How this skill works

The skill inspects user requirements (tables, joins, filters, aggregation, pagination) and generates step-by-step CTE layouts that separate logical stages of the query. It produces runnable SQL, comments, and optional parameterized templates, and runs lightweight validation to catch syntax issues and common anti-patterns.
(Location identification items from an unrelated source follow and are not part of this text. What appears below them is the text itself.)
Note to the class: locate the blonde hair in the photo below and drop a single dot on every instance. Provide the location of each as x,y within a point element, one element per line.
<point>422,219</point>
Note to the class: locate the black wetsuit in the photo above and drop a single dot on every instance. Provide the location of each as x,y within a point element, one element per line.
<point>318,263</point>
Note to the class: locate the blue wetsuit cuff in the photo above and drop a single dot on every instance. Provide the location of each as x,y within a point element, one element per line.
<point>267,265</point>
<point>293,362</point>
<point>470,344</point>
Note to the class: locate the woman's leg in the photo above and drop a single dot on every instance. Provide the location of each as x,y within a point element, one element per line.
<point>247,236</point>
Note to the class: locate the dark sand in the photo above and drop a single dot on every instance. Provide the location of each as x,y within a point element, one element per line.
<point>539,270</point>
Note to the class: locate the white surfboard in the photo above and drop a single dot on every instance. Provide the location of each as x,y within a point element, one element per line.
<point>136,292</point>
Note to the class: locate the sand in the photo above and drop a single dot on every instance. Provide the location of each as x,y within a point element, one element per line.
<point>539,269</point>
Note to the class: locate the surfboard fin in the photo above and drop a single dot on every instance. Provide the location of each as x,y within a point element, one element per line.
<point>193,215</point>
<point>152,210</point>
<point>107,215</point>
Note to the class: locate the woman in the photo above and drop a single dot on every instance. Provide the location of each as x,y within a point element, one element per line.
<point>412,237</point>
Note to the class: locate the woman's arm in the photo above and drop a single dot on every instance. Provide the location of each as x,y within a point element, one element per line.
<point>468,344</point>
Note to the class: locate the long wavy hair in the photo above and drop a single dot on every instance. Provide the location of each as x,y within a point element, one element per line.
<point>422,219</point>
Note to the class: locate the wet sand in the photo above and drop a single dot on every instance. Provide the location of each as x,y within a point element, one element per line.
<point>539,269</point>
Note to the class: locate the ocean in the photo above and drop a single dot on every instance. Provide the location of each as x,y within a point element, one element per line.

The output emphasizes maintainability, performance considerations, and clear naming conventions.

When to use it

  • You need to convert a complex query into readable, modular CTE stages.
  • You want parameterized, production-ready SQL templates for analytics pipelines.
  • You need guidance on CTE naming, ordering, and performance trade-offs.
  • You are preparing queries for BI tools, reports, or downstream data models.
  • You want quick validation and anti-pattern checks for CTE usage.

Best practices

  • Split logic into small, single-purpose CTEs to aid readability and reuse.
  • Use clear, consistent CTE naming (verb_noun or step_description) and add short comments.
  • Avoid unnecessary SELECT *; explicitly list columns to reduce I/O and ambiguity.
  • Limit materialization of large intermediate results; consider indexed temp tables if needed.
  • Add parameterization and input validation for reproducible, secure queries.

Example use cases

  • Refactor a monolithic sales report query into staged CTEs: raw extraction, enrichment, aggregation, and final projection.
  • Generate parameterized query templates for monthly dashboards with date range and region filters.
  • Create intermediate CTEs for complex joins and window functions to simplify debugging and unit testing.
  • Validate a newly written CTE-based ETL step against common performance pitfalls before deployment.
  • Produce documented SQL snippets for onboarding analysts to an established data model.

FAQ

What inputs do I need to provide?

Supply table names, key columns, desired filters/aggregations, and any join conditions; optional requirements include indexing constraints and target database dialect.

Which SQL dialects are supported?

The skill targets common ANSI SQL and popular dialects (Postgres, Redshift, BigQuery, Snowflake); specify the dialect to tailor syntax and functions.

Can it validate performance issues?

It flags common anti-patterns and suggests optimizations, but full performance testing requires running queries in your environment with real data and explain plans.